Political party in Sri Lanka

The Ceylon Workers' Congress (CWC; இலங்கை தொழிலாளர் காங்கிரஸ்; ලංකා කම්කරු කොංග්‍රසය) is a political party in Sri Lanka that has traditionally represented Sri Lankan Tamils of Indian origin working in the plantation sector of the economy.

== History ==
The CWC was formed by Peri Sundaram and G. R. Motha as an Indian Estates Workers Trade Union in 1950. It was an outgrowth of the Ceylon Indian Congress (CIC), formed 15 July 1939. In 1950 the CIC changed its name to the Ceylon Workers Congress (CWC) and became the largest trade union in the country. Another trade union, the Democratic Workers Congress (DWC), was formed in 1956 as a breakaway faction of the CWC as a result of leadership rivalries between the president, S. Thondaman, and the general secretary A. Aziz. The former retained control of the CWC and was the dominant trade union leader of the Indian Tamil workers for nearly four decades. As president of the Ceylon Indian Congress, he contested the Nuwara Eliya seat at the 1947 general election and won. His party put forward eight candidates in the plantation electorates and seven of them were returned, they were Thondaman, S. M. Subbaiah (Badulla), G. R. Motha (Maskeliya), K. Rajalingam (Nawalapitiya), K. Kumaravelu (Kotagala), C. V. Velupillai (Talawakelle) and D. Ramanujam (Alutnuwara).

==Organisation==
The political potentiality of the Indian Tamil workers and the CIC led by Thondaman were viewed as threats to the power of the ruling United National Party. Another view was that the enfranchisement of the Indian workers would interfere with the representation of the Kandyan Sinhalese in the legislature. However, the main reason for the disenfranchisement was the fear of political leaders like Senanayake (and even Ponnambalam) that the estate sector would become a prey to the Marxist movement. The left movement was militant and had a public image which concealed that its political strength was minuscule. However, the political leaders of the era had a more pessimistic prognosis.

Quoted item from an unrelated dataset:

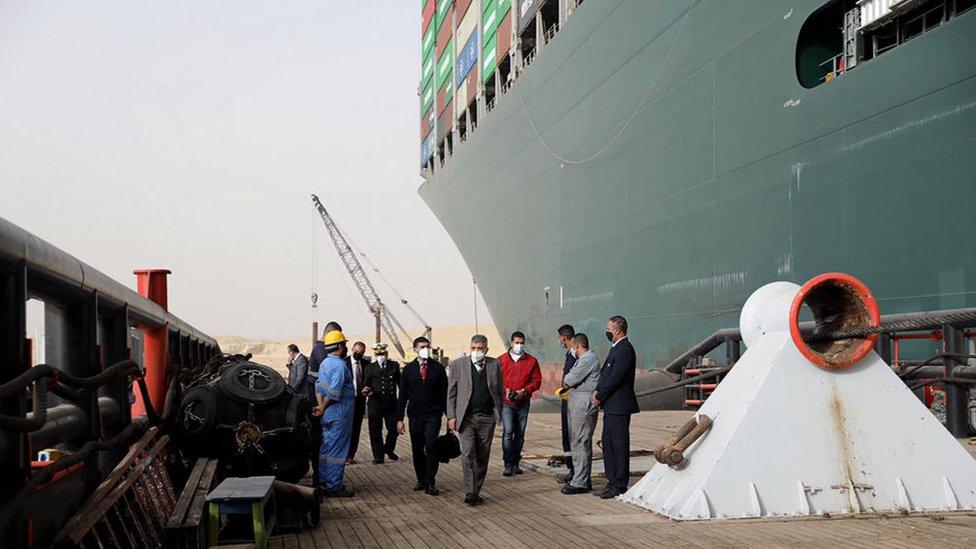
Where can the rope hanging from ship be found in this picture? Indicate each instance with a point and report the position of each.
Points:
(630, 119)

Even though the Donoughmore Constitution had granted universal franchise to Ceylonese, this was not applied to the Indian Estate Tamils, due to opposition from caste-conscious Colombo Tamils, vote conscious Kandyan Sinhalese, as well as due to the general opposition to any form of universal franchise. The latter was named "mob rule" by Arunachalam Ponnambalam. Thus, even by 1939, only a fraction of the Hill-country Tamils had been granted the franchise. The fear of Marxist control of the estates, as well as the pressure of Kandyan politicians, led to attempts not to extend citizenship to the Indian Tamils of the newly independent nation, except under very stringent conditions. In effect, the Ceylon Citizenship Act of 1948 and the Indian and Pakistani Residents (Citizenship) Act No.3 of 1949 were passed by the Sri Lankan Parliament and simply reinforced the status quo of the harsher pre-Donoughmore era prior to Universal Franchise (see Sri Lanka Tamils (Indian origin) for more details of dis-enfranchisement).

Thondaman opposed those laws and argued that most of the Indians were permanent residents and were the sons and daughters of the soil as are the Sinhalese or the "Malabar Tamils". The Marxist politicians criticised the move as an act of capitalist-imperialist lackeys, while S.J.V. Chelvanayakam the criticised the government as a Sinhala extremist regime, and branded Ponnambalam a traitor.

Thondaman's political organization staged a non-violent satyagraha campaign against the implementation of citizenship laws and boycotted them for a period of time. Since 1952, the Indian Tamils could not elect any representative to the Parliament as their voting strength was drastically reduced.

Thondaman supported the Sri Lanka Freedom Party in the 1960 elections and, after the victory of this party, was appointed to the House of Representative as a nominated Member of Parliament. On 3 December 1964, Thondaman declined to vote on a motion connected with the Governor General's Throne Speech. This brought about the downfall of the SLFP government led by Sirimavo Bandaranaike.

In the March 1965 elections, Thondaman shifted to the UNP to protest against the terms of the Indo-Ceylon Agreement of October 1964. After the victory of the UNP in 1965, S. Thondaman and Veloo Annamalay was named as appointed Members of Parliament.

He was out of Parliament from 1970 to 1977 after the defeat of the UNP in the general election of 1970. During this period the CWC under his leadership gradually allied itself with the major Tamil political parties and subscribed to form the Tamil United Front (TUF). He was also elected a leader of the triumvirate leadership of this Tamil political organization.

In May 1975, the TUF stressed that its objective was the setting up of the separate free, secular, sovereign, socialist state of Tamil Eelam and renamed itself into Tamil United Liberation Front (TULF). Thondaman did not want to subscribe to this new separatist policy of the TULF and withdrew from it.

He shifted his loyalties towards the United National Party which came to power in 1977. He served on the select committee for the revision of the constitution in 1978. In September 1978, he was invited by President J. R. Jayawardhane to join the Cabinet, which he accepted after the Executive Council of the Ceylon Workers Congress decided to do so.

Since 1978, Thondaman has served as a Cabinet minister under Presidents J. R. Jayawardhane, R.Premadasa and since 1995 under president Chandrika Bandaranaike.

When he joined the UNP government, he explained that he owed his position to the CWC, and the CWC's policy was to get citizenship for the stateless and better working conditions for estate labour.

At the last legislative elections, held on 2 April 2004, the party was a minor partner in the UNP-dominated United National Front that won 37.8% of the popular vote and 82 out of 225 seats.